Dolan's Cadillac
- Author: Stephen King
- Language: English
- Genre: crime, thriller, novella
- Publisher: Viking
- Published in: Castle Rock, Nightmares & Dreamscapes
- Publication date: 1985
- Media type: Print (Hardcover)

= Dolan's Cadillac (novella) =

Novella by Stephen King

"Dolan's Cadillac" is a novella by Stephen King. It was originally published in Castle Rock, King's official newsletter, in monthly installments from February to June 1985. In 1993, "Dolan's Cadillac" was collected in Nightmares & Dreamscapes. The story is narrated by the protagonist, a schoolteacher, and there is only one other main character, Dolan.

==Plot==
Robinson, the narrator, is a schoolteacher who lives in Las Vegas. He has become a widower after Dolan, a wealthy crime-boss, had his wife murdered with a car bomb in order to prevent her from testifying against him. The murder remains unsolved, and Robinson, unskilled in the arts of revenge, has no recourse. Over a seven-year period, however, Robinson—mentally haunted by his wife's voice—devises a scheme of retaliation.

Discovering that Dolan regularly takes the same route along State Route 71 when traveling to Los Angeles while in his Cadillac, Robinson decides to trick Dolan into missing a detour on his usual route and bury him in the car.
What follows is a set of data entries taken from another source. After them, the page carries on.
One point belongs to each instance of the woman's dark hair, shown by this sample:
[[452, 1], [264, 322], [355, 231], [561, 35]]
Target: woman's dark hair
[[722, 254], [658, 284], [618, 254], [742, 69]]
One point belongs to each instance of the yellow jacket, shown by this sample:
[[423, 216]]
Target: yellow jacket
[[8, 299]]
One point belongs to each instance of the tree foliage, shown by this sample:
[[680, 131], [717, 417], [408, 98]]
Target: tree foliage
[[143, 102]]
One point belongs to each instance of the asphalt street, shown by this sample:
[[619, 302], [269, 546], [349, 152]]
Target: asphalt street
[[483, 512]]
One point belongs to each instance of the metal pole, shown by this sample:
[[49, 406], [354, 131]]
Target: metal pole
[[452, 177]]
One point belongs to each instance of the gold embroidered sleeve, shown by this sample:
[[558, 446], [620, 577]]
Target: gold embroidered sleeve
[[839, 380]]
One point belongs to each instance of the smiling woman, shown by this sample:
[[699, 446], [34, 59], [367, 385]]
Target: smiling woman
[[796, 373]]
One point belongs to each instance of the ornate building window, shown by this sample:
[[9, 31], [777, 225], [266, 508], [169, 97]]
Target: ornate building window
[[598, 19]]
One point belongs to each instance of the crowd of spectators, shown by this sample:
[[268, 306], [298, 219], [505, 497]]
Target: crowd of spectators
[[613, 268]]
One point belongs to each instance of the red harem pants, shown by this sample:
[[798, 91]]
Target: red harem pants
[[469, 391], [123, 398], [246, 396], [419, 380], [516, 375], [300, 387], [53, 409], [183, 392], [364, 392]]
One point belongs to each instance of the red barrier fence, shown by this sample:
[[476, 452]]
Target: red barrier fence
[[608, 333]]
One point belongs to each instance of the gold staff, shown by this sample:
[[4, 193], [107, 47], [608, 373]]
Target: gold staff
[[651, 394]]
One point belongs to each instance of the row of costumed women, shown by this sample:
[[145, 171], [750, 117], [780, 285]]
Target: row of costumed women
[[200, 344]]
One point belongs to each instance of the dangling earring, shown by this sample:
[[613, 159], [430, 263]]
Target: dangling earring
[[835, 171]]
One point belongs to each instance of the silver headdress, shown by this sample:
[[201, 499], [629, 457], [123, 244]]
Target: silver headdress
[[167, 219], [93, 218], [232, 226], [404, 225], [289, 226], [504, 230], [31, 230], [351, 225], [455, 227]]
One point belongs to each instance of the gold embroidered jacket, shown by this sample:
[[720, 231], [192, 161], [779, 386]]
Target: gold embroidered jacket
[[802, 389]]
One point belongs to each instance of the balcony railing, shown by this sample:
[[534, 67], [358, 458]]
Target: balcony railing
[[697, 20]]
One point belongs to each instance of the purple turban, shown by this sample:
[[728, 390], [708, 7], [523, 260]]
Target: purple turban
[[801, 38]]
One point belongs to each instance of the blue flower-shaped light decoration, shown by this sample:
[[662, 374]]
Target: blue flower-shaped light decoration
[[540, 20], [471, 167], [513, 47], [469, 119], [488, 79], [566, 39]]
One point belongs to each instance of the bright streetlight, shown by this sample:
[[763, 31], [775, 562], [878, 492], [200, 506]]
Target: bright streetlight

Nothing else would even have a chance of working, as Dolan's Cadillac is too well-armored against conventional threats, and Dolan himself is an intensely vigilant man. Robinson takes on an arduous summer job with a road paving crew so that he can learn to operate the heavy equipment needed to excavate an oblong ditch just long and deep enough to contain the car, but not so wide as to allow escape through its doors.

Circumstances align to ensure that a road work that Robinson can use will be occurring on an occasion that Dolan will be travelling along the highway over a Fourth of July holiday weekend, ensuring that Robinson can prepare the trap without fear of interruption, though the physical effort and mental strain of doing so single-handedly proves agonising to Robinson. On the night the plan is attempted, however, Robinson's trap works flawlessly, and Dolan's Cadillac drops into the pit as the altered section of road collapses under its weight. One of Dolan's bodyguards is killed in the crash, while the other, crushed by the engine block, screams out in agony and panic, prompting Dolan to kill him. Robinson greets him and announces his intent on burying Dolan alive. Dolan addresses Robinson by name, luring Robinson to lean closer, narrowly missing as he fires a few bullets skyward. Robinson proceeds with the burial.

Dolan attempts to reason, negotiate, and finally plead for his freedom, gradually becoming less coherent as the sound of dirt cascading over the Cadillac's roof erodes his sanity. Robinson takes no interest in any of Dolan's offers, but does offer one of his own, promising to release Dolan if he can scream as loud as the explosives that killed Robinson's wife. None of Dolan's attempts are judged sufficient, and Robinson delightedly listens as Dolan's mind crumbles. With what must be the last gasp of air left to him, Dolan screams out, "For the love of God, Robinson!" as the latter drops the last piece of paving into place.

The strain of his efforts takes a physical and mental toll on Robinson, causing him to collapse with exhaustion and a severely injured back. He manages to recover, never returning to roadwork, and a fortuitous sandstorm works to ensure that Dolan will remain hidden; his disappearance goes largely unmourned, and the press jokes that he is "playing dominos or shooting pool somewhere with Jimmy Hoffa."

Robinson muses that one day, the sinkhole created by the buried Cadillac will cause the road above it to collapse, risking its discovery; however, the specifications Dolan ordered to protect himself will ironically ensure that this will not occur for a long while, and it may even just be covered over again. He notes that he occasionally drove along the same highway, and on the final occasion urinated on the spot where he believed Dolan was buried, but has since taken to driving an alternate route. He concludes by revealing that his wife's voice no longer haunts him, which he finds a relief, but that he has occasionally glimpsed visions of Dolan's emaciated corpse.

==Adaptations==

The 2008 film version of "Dolan's Cadillac" was directed by Jeff Beesley, scripted by Richard Dooling and starred Christian Slater as Dolan, Wes Bentley as Robinson, and Emmanuelle Vaugier as Robinson's wife. The film was shot in Regina and Moose Jaw. J-pop idol Crystal Kay performed its theme song, "Hold On".

The audiobook version of this story was narrated by actor Rob Lowe.

==Influences==
- The line "For the love of God, Robinson!" is a direct reference to "For the love of God, Montresor!" from "The Cask of Amontillado" by Edgar Allan Poe. Dolan's Cadillac holds many ties to "The Cask of Amontillado," chiefly in Robinson's burial of Dolan.